La testimonianza del giovane aggredito

“Erano almeno dieci, tutti quanti nordafricani. Non so riferire di preciso se marocchini, egiziani oppure altro”, avrebbe detto il giovane, specificando che il movente dell’aggressione è che “sono gay”. Il ragazzo, infatti, ha raccontato che, prima di aggredirlo, lo avevano deriso e insultato perché passeggiava mano nella mano con il suo compagno. L’aggressione, per la quale il 25enne ha riportato una prognosi di 10 giorni, è avvenuta nella zona delle Colonne di San Lorenzo, area di movida, ma anche di spaccio.

La “prova inequivocabile”: aggredito perché gay

Sul caso indagano gli agenti della polizia locale, con l’ascolto dei testimoni e l’acquisizione dei filmati delle telecamere di sorveglianza. Il giovane allo stato attuale non avrebbe ancora sporto denuncia, né si sarebbe rivolto alle associazioni gay e, dal resoconto del Corriere, sembra che gli investigatori abbiano qualche dubbio sulla dinamica.
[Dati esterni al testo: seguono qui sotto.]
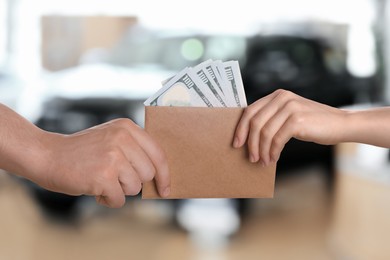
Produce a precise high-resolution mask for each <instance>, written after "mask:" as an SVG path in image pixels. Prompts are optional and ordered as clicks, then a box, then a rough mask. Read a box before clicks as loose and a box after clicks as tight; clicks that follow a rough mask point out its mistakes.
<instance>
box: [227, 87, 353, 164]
mask: <svg viewBox="0 0 390 260" xmlns="http://www.w3.org/2000/svg"><path fill="white" fill-rule="evenodd" d="M347 114H348V112H346V111H343V110H340V109H337V108H333V107H330V106H327V105H323V104H320V103H317V102H314V101H311V100H308V99H305V98H303V97H300V96H298V95H296V94H294V93H292V92H289V91H285V90H277V91H275V92H273V93H272V94H270V95H268V96H266V97H264V98H261V99H259V100H257V101H256V102H255V103H253V104H251V105H250V106H248V107H247V108H246V109H245V111H244V113H243V115H242V117H241V120H240V122H239V123H238V125H237V128H236V132H235V137H234V142H233V145H234V147H236V148H237V147H241V146H243V145H244V144H245V142H247V143H248V149H249V159H250V161H251V162H257V161H259V160H260V161H261V162H262V164H263V165H268V164H269V163H273V162H276V161H277V160H278V159H279V157H280V153H281V151H282V150H283V147H284V145H285V144H286V143H287V142H288V141H289V140H290V139H291V138H296V139H299V140H303V141H310V142H315V143H319V144H336V143H338V142H340V141H341V140H342V139H343V136H342V135H343V125H344V120H345V118H346V115H347Z"/></svg>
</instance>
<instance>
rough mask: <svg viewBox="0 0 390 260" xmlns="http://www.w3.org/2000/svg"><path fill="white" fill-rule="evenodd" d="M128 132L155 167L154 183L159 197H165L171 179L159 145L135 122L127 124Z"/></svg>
mask: <svg viewBox="0 0 390 260" xmlns="http://www.w3.org/2000/svg"><path fill="white" fill-rule="evenodd" d="M129 127H130V133H131V135H132V136H133V137H134V139H135V140H136V142H137V143H138V144H139V146H140V147H141V148H142V149H143V150H144V151H145V153H146V154H147V156H148V157H149V158H150V160H151V161H152V163H153V165H154V167H155V169H156V175H155V180H156V185H157V190H158V192H159V194H160V196H161V197H167V196H168V195H169V192H170V184H171V179H170V175H169V169H168V161H167V158H166V156H165V152H164V151H163V149H162V148H161V146H160V145H159V144H158V143H157V142H156V141H154V140H153V139H152V138H151V137H150V136H149V134H148V133H146V132H145V131H144V130H143V129H142V128H140V127H139V126H138V125H136V124H134V123H133V124H129Z"/></svg>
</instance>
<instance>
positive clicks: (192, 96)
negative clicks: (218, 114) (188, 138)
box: [144, 68, 221, 107]
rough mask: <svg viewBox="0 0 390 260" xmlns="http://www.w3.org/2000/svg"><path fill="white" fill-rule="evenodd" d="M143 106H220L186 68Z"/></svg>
mask: <svg viewBox="0 0 390 260" xmlns="http://www.w3.org/2000/svg"><path fill="white" fill-rule="evenodd" d="M144 105H145V106H199V107H218V106H221V105H220V103H219V101H218V100H217V98H216V97H215V96H214V95H213V94H212V92H211V90H209V89H208V87H207V86H206V85H205V84H204V83H203V82H202V81H201V80H200V79H199V78H198V76H197V75H196V74H195V73H194V72H193V71H192V70H191V69H190V68H186V69H184V70H182V71H181V72H179V73H178V74H177V75H176V76H174V77H173V78H171V79H170V80H169V81H168V82H167V83H166V84H164V86H163V87H162V88H161V89H160V90H159V91H157V93H156V94H154V95H153V96H152V97H150V98H148V99H147V100H146V101H145V102H144Z"/></svg>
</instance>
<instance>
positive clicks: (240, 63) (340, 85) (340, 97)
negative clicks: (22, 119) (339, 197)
mask: <svg viewBox="0 0 390 260" xmlns="http://www.w3.org/2000/svg"><path fill="white" fill-rule="evenodd" d="M325 50H326V49H325V47H324V46H323V45H322V43H321V41H318V40H315V39H306V38H300V37H294V36H272V35H268V36H253V37H248V36H245V35H214V34H213V35H209V34H203V33H178V34H176V33H168V34H167V33H162V32H150V31H145V30H142V29H140V28H137V27H135V28H132V29H131V30H129V32H128V33H127V34H126V35H125V37H124V38H123V39H122V40H121V41H120V42H119V43H118V44H117V45H116V46H115V48H113V49H112V50H107V53H106V55H104V59H103V60H98V61H99V62H97V63H96V62H94V63H85V64H80V65H79V66H77V67H75V68H70V69H67V70H63V71H59V72H55V73H51V74H49V75H48V76H47V77H45V79H44V86H43V87H42V88H40V91H36V90H29V91H30V92H29V93H26V94H25V95H24V97H25V101H24V102H21V104H23V105H24V108H21V111H24V115H25V116H26V117H28V118H29V119H30V120H32V121H33V122H35V123H36V124H37V125H38V126H39V127H41V128H43V129H46V130H49V131H54V132H59V133H67V134H69V133H74V132H76V131H79V130H82V129H85V128H88V127H90V126H93V125H96V124H100V123H102V122H106V121H108V120H110V119H114V118H117V117H129V118H131V119H133V120H134V121H135V122H136V123H137V124H139V125H141V126H143V123H144V122H143V117H144V107H143V101H144V100H146V99H147V98H148V97H149V96H151V95H152V94H153V93H154V92H155V91H157V90H158V89H159V88H160V86H161V84H160V82H161V81H163V80H165V79H166V78H169V77H170V76H172V75H174V74H175V73H177V72H178V71H180V70H181V69H183V68H184V67H187V66H194V65H197V64H199V63H200V62H202V61H204V60H207V59H214V60H218V59H220V60H230V59H234V60H238V61H239V62H240V65H241V70H242V76H243V81H244V86H245V90H246V95H247V98H248V103H251V102H253V101H255V100H256V99H258V98H260V97H262V96H264V95H266V94H269V93H271V92H272V91H274V90H275V89H277V88H284V89H289V90H291V91H293V92H295V93H297V94H300V95H302V96H305V97H308V98H311V99H313V100H317V101H320V102H322V103H326V104H329V105H332V106H341V105H349V104H352V103H353V102H354V100H355V96H356V95H357V93H356V89H354V83H353V78H352V77H351V76H350V75H348V73H347V72H346V71H343V72H342V73H340V74H339V75H333V74H332V73H331V72H330V70H329V69H328V68H327V66H326V62H325ZM87 56H88V55H87ZM84 60H95V61H96V59H93V58H92V59H91V57H90V56H89V58H88V59H84ZM314 162H319V163H321V164H323V165H325V167H327V169H328V170H329V171H328V173H329V174H328V175H327V176H332V172H333V151H332V147H330V146H319V145H315V144H311V143H303V142H299V141H296V140H291V141H290V142H289V143H288V144H287V145H286V148H285V150H284V151H283V153H282V156H281V158H280V161H279V164H278V168H279V169H283V168H290V167H294V166H304V165H308V164H310V163H314ZM278 172H279V171H278ZM330 178H331V177H329V179H330ZM31 187H32V191H33V193H34V194H35V195H36V198H37V199H38V200H39V202H40V204H41V205H42V206H43V207H44V208H45V209H46V210H47V211H49V212H50V213H54V214H57V215H59V216H62V217H64V216H65V217H66V216H72V215H73V213H74V210H75V208H77V202H78V200H79V199H80V197H72V196H67V195H63V194H57V193H54V192H50V191H47V190H44V189H41V188H40V187H37V186H36V185H34V184H31ZM247 202H248V200H244V199H240V200H234V202H233V201H232V203H224V202H222V203H221V204H220V207H221V208H225V209H226V210H225V211H224V212H228V213H229V214H231V216H232V219H236V217H235V216H236V214H239V215H240V216H241V217H243V216H244V215H245V213H246V211H247V210H248V205H247ZM173 203H175V204H176V207H175V209H176V210H177V211H178V214H177V215H178V216H180V215H183V214H180V211H182V212H192V210H193V209H192V207H202V206H205V205H204V204H203V203H194V202H191V201H187V200H180V201H179V200H178V201H174V202H173ZM214 203H216V202H214ZM206 207H207V205H206ZM184 215H185V214H184ZM194 217H196V216H194ZM198 217H199V218H204V217H205V216H198ZM198 217H196V218H197V220H199V219H198ZM206 217H207V216H206ZM178 222H181V223H187V222H185V221H184V222H183V220H181V221H180V218H179V219H178ZM206 222H207V221H206ZM206 222H202V221H199V223H206ZM232 230H233V229H232ZM234 230H235V229H234Z"/></svg>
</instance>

Ma lo stesso giornale, nell’edizione di oggi, è stato in grado di anticipare che “una prova inequivocabile, acquisita da una fonte esterna a vigili e Comune, elimina i dubbi e conferma che l’iniziale mobilitazione degli agenti è stata legata al rintraccio di alcuni soggetti, forse proprio dieci come detto dalla vittima, i quali alla vista del 25enne, che camminava mano nella mano con il compagno, lo avrebbero dapprima insultato e deriso, e poi avrebbero deciso di passare all’azione in quanto infastiditi dal fatto che è gay”.

Per la sinistra è sempre colpa del “vento fascista”

Dopo l’aggressione esponenti del Pd e non solo hanno rilanciato la questione dell’approvazione della legge contro l’omotransfobia depositata alla Camera. In tutte le dichiarazioni si parlava di “clima d’odio” diffuso nel Paese, che avvelena soprattutto “le giovani generazioni”. Quale fosse il non detto di queste dichiarazioni, per altro già abbastanza chiaro, lo ha esplicitato senza mezzi termini il sito di informazione Globalist. Riportando la dichiarazione del deputato Pd, Alessandro Zan, relatore della legge, Globalist ha scritto: “A dire la verità a destra le leggi contro l’omofobia non sono molto gradite. Ma le discriminazioni e le manifestazioni di odio e intolleranza crescono insieme con il vento fascista che aleggia nella campagna d’odio dell’estrema destra e del fronte clerico-borghese-fascista che sempre essere riesumato all’insegna del nuovo oscurantismo“. Insomma, colpa della destra. Anche quando ad aggredire un ragazzo gay è, come sembra, un branco formato da immigrati.